Order on medical, dental fee irks parents

Activist calls for G.O. to protect students of Annamalai varsity

October 29, 2021 01:16 am | Updated 01:16 am IST - CHENNAI

A government order from the Higher Education Department has upset parents of wards studying in Annamalai University’s medical and dental colleges.

The G.O., signed by the department’s Secretary D. Karthikeyan and issued on Tuesday, has provided the details of fees fixed for MBBS and post-graduate programmes in the Government Medical College and Government Dental College, Cuddalore district for students admitted in 2016-17 onwards.

The order states that students on the university’s roll during the academic year 2020-21 had approached the government and sought to re-fix the fee for PG and UG courses.

Accordingly the department has given a break-up of fees fixed for students admitted since 2016-17. For instance, MBBS students currently doing their Compulsory Rotatory Residential Internship (CRRI) will pay ₹5.44 lakh for the first year and subsequently ₹4 lakh/year. The same rule applies for students admitted in 2017-18.

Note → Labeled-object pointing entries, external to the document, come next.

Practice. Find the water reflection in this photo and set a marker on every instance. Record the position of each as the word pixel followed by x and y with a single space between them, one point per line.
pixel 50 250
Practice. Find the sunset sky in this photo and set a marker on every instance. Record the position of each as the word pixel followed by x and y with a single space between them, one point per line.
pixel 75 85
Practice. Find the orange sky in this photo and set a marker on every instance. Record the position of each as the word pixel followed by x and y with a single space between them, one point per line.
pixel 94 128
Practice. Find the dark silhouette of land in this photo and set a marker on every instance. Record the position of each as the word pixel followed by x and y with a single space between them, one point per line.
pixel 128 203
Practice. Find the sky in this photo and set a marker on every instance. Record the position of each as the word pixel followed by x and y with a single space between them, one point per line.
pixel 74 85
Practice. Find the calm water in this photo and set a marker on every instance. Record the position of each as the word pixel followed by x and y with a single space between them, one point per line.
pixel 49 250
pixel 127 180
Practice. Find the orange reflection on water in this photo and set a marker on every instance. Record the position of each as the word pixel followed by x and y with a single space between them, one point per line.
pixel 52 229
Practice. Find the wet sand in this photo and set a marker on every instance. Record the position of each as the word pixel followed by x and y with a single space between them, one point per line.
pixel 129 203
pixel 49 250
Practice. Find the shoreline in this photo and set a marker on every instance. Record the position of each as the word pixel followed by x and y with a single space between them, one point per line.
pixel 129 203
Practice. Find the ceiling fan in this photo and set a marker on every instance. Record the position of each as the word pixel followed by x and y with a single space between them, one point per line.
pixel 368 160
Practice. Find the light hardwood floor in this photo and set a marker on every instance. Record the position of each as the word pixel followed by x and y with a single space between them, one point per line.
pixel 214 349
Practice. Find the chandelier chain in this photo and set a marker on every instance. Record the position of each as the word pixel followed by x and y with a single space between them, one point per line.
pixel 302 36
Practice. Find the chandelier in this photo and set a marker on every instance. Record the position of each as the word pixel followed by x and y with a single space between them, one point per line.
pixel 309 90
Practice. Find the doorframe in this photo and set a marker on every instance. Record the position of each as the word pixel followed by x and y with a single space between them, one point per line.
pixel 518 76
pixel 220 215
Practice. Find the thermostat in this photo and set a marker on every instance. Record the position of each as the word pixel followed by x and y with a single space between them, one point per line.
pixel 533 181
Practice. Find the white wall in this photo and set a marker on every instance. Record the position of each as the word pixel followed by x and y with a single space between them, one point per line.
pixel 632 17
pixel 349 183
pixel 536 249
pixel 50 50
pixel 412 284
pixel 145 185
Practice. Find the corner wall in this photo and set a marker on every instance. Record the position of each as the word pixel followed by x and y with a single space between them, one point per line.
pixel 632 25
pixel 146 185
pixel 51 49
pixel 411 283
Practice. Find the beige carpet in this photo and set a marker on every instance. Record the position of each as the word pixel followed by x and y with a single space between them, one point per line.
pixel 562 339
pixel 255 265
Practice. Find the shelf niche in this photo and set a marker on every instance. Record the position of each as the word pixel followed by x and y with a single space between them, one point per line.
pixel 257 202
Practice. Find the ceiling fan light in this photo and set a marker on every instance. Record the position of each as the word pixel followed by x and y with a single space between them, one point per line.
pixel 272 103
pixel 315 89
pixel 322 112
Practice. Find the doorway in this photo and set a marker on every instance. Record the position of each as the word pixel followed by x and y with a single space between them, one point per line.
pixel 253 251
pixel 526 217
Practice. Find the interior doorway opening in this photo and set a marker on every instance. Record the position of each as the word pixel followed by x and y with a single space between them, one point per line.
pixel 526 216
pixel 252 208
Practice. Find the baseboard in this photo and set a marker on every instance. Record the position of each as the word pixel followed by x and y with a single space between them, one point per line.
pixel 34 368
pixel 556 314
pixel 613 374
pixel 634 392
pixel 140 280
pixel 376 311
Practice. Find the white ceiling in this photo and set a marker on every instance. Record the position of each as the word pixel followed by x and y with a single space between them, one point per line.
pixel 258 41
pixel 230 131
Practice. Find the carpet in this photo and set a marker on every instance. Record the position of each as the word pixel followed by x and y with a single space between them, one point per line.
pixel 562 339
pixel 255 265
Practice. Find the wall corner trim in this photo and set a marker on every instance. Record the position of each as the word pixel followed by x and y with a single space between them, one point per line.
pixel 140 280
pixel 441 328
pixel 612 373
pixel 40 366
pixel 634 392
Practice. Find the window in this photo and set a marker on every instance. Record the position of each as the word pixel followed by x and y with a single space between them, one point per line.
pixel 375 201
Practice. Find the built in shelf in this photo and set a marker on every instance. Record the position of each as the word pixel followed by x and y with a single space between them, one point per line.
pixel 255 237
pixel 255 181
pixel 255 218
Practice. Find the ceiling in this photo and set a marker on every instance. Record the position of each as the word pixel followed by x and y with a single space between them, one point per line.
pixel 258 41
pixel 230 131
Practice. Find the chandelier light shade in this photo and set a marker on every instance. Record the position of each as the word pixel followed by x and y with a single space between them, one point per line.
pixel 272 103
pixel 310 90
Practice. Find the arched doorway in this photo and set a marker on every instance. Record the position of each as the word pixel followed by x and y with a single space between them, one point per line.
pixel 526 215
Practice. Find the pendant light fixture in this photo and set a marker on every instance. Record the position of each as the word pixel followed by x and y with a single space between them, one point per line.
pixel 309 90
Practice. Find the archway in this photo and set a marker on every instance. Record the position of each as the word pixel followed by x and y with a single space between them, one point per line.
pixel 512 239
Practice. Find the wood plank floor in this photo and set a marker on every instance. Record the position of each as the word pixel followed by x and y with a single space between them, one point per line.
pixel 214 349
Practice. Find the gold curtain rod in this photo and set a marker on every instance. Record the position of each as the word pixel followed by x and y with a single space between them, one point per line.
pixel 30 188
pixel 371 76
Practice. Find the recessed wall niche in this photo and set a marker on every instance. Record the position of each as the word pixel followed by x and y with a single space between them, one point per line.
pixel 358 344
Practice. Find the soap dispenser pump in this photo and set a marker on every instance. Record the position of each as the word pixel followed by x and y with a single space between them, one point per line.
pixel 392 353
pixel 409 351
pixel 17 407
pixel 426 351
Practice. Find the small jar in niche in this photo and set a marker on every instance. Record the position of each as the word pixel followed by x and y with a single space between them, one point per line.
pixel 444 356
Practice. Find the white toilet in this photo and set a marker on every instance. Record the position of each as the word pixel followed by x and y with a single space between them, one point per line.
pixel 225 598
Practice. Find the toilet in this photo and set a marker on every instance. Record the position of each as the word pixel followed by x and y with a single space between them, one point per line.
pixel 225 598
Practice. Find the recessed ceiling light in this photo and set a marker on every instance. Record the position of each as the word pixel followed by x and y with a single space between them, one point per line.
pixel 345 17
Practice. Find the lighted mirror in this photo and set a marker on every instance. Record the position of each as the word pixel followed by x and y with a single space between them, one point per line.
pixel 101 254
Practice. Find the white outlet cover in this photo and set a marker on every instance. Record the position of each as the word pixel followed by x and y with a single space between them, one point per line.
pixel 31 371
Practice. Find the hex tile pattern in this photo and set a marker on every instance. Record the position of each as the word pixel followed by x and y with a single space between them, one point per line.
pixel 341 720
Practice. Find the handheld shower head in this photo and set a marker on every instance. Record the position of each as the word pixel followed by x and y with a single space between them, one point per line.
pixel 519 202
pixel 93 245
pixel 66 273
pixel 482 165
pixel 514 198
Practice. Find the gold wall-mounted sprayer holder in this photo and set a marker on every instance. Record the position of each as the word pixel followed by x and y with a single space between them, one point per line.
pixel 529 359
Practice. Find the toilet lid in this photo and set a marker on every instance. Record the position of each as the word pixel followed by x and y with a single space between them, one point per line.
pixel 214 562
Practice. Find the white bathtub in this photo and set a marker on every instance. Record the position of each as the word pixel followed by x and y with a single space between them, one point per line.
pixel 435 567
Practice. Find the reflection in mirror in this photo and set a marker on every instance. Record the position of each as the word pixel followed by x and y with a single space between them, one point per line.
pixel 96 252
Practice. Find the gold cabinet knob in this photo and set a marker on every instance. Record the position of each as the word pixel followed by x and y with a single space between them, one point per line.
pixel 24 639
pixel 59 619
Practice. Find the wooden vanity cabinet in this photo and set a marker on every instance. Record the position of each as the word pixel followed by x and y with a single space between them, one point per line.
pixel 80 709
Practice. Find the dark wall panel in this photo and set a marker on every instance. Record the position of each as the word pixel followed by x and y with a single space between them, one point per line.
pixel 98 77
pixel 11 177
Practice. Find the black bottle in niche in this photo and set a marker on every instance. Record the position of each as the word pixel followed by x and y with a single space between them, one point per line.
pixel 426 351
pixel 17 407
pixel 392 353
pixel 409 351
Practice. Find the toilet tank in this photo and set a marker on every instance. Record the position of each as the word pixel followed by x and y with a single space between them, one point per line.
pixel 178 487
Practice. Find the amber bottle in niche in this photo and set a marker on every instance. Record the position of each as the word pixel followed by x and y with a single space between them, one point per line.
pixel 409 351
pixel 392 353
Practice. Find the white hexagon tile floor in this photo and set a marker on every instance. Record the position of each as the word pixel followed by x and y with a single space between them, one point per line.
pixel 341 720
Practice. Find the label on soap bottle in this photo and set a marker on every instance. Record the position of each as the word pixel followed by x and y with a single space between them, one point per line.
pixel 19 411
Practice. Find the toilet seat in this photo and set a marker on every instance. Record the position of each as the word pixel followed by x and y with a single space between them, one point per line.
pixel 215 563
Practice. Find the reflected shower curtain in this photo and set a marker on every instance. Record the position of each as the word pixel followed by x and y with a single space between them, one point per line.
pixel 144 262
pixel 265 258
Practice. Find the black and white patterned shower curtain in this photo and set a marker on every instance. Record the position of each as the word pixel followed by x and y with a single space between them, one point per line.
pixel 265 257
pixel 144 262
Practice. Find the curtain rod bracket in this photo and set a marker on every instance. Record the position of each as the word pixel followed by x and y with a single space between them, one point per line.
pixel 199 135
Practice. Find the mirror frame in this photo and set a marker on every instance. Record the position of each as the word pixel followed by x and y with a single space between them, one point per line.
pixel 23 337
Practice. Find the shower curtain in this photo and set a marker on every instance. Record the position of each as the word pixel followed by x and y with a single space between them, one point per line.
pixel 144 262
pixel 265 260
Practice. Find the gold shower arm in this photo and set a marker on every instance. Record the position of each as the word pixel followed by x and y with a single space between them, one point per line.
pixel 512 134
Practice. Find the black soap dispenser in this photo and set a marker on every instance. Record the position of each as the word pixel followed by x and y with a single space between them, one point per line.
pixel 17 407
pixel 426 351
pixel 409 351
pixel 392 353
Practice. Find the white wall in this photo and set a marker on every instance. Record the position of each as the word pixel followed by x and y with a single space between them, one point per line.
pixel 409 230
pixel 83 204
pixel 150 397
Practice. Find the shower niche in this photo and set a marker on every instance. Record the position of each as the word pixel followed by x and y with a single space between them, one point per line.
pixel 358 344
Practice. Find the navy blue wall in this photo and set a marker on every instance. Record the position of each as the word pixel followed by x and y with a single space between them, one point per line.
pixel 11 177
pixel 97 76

For those admitted from 2018-19 to 2020-21, the fee has been fixed at ₹4 lakh/year “on a par with self-financing college fees for the entire duration of their study” the order reads.

A similar break-up has been given for dental college students and for PG students. Any excess fee would be refunded to outgoing students or suitably adjusted for junior year students towards fee to be paid in the coming years. In case of CRRIs, if the stipend was paid then it would be recovered as in self-financing colleges no stipend is paid to CRRIs, the G.O. explains.

“The government took over the colleges in 2013, but the fee collected was much higher than even that collected by SF colleges. We, the parents of students from the 2013-14 batch, have been fighting for refund.

“When the fee for self-financing colleges was ₹2.3 lakh to ₹2.8 lakh, we paid ₹4.5 lakh and ₹5.04 lakh as per the (fee fixation) committee’s order, which too we have challenged,” said S. Viswanathan, a parent, who led the legal fight against the higher fees fixed by the committee.

He added that the order had been issued at a time when case was pending with the Madras High Court.

G.R. Ravindranath, general secretary of Doctors’ Association for Social Equality, said the fee fixed by the government is 30 times higher than what is paid at government colleges and three times more than that fixed for SF colleges.

He has urged the government to issue an order that the fee for the students admitted in PG for 2021-24 be on a par with that charged by government colleges only. Similar move is necessary for MBBS students admitted from 2021-22, he said.